I followed her into her room and gave her a hug. We flipped on the Cartoon Network and sat on her floor and watched an Ed, Edd and Eddy episode. I rubbed her back absentmindedly and thanked God that we were all alive. My mind kept creating horror shows of Olivia and her cousin being on top of the World Trade Tower when the planes hit. With a chill I thought about the trip I was supposed to take tomorrow. I was supposed to fly out of Newark to go to a meeting in Chicago. Newark airport is one of the airports where a plane was hijacked and crashed outside of Pittsburgh. Later in the day I got antsy and decided to go give blood. I pulled on my roller blades and gave Olivia and Anne a kiss. I skated over to 58th Street and 9th Avenue. A couple of volunteers wearing stickers on their shirts stopped me.
“We are blocking off the street. No more blood donors can be handled out of this hospital. We need the street for triage and a temporary mortuary.” They explained.

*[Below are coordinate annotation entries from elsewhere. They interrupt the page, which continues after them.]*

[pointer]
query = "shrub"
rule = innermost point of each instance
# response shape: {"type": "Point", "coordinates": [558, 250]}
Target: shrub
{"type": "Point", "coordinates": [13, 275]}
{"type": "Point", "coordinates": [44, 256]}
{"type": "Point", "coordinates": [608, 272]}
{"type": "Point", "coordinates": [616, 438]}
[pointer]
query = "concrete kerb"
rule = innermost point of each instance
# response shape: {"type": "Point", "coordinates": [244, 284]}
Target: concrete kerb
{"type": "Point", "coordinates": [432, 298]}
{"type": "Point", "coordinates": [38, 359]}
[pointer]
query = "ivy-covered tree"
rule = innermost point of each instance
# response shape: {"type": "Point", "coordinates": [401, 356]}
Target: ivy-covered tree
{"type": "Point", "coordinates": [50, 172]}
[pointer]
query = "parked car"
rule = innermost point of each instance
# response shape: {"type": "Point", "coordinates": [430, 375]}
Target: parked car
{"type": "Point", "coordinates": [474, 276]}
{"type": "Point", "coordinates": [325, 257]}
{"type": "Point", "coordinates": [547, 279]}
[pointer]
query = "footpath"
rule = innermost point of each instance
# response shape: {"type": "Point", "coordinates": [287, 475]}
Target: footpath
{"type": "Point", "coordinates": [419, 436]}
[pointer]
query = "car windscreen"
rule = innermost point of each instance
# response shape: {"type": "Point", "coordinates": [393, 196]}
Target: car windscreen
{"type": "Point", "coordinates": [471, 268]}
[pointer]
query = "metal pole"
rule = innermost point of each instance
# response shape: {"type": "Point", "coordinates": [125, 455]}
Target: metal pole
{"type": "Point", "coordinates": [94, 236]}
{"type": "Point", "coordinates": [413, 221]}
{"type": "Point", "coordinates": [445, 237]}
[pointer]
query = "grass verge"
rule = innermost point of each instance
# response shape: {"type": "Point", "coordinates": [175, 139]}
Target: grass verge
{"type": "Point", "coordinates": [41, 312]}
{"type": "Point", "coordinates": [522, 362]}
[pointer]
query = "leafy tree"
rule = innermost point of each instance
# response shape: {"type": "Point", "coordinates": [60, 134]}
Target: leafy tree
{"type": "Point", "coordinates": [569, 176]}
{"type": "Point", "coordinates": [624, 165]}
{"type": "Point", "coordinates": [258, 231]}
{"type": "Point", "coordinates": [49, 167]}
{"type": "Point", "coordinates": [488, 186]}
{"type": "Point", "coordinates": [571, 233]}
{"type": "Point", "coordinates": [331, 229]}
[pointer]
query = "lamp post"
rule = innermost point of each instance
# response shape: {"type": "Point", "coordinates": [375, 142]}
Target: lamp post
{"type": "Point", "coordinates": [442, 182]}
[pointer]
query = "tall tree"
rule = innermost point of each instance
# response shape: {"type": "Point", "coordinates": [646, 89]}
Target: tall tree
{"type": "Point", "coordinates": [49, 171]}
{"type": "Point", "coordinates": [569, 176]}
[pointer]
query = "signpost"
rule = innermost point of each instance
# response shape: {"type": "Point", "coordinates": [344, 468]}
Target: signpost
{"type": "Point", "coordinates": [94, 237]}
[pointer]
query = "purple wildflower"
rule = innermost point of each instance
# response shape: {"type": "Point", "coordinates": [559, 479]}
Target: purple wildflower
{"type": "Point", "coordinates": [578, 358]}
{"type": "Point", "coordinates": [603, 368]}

“OK, hang in there.” I said and skated back to the apartment.
After taking a shower and changing my clothes I made a stiff drink and sat down in front of CNN. For dinner we reheated some chili I had made earlier in the week. When it was time for bed, I pushed the two overstuffed chairs together in our bedroom and made Olivia a bed so she could sleep with us without kicking us all night. We gave each other a goodnight kiss and hug and went to sleep.
In the morning we discovered that Olivia’s school was canceled. It was a beautiful day. Not a cloud in the sky. The sound of sirens was non-stop. The temperature was crisp and Central Park beckoned. I put my roller blades on. Grabbed my backpack and helped Olivia get her bike out the door. We each gave Anne a kiss goodbye. She wanted to stay in and watch the news.
At the park, the sound of the children playing drowned out the sirens. I was struck by the amazing ability of children to live in the moment. Reaching into my backpack I pulled out my camera. Olivia was playing in the sand on the other side of a low concrete wall. The sun was shining down on her and she seemed content.
“Hey Olivia!” I shouted ducking down behind the wall. Olivia popped up, resting her head on her arms. With a look beyond her years she tolerated the picture taking and went back to building her sand castle. This is the photograph I used for the pencil portrait I created later that week.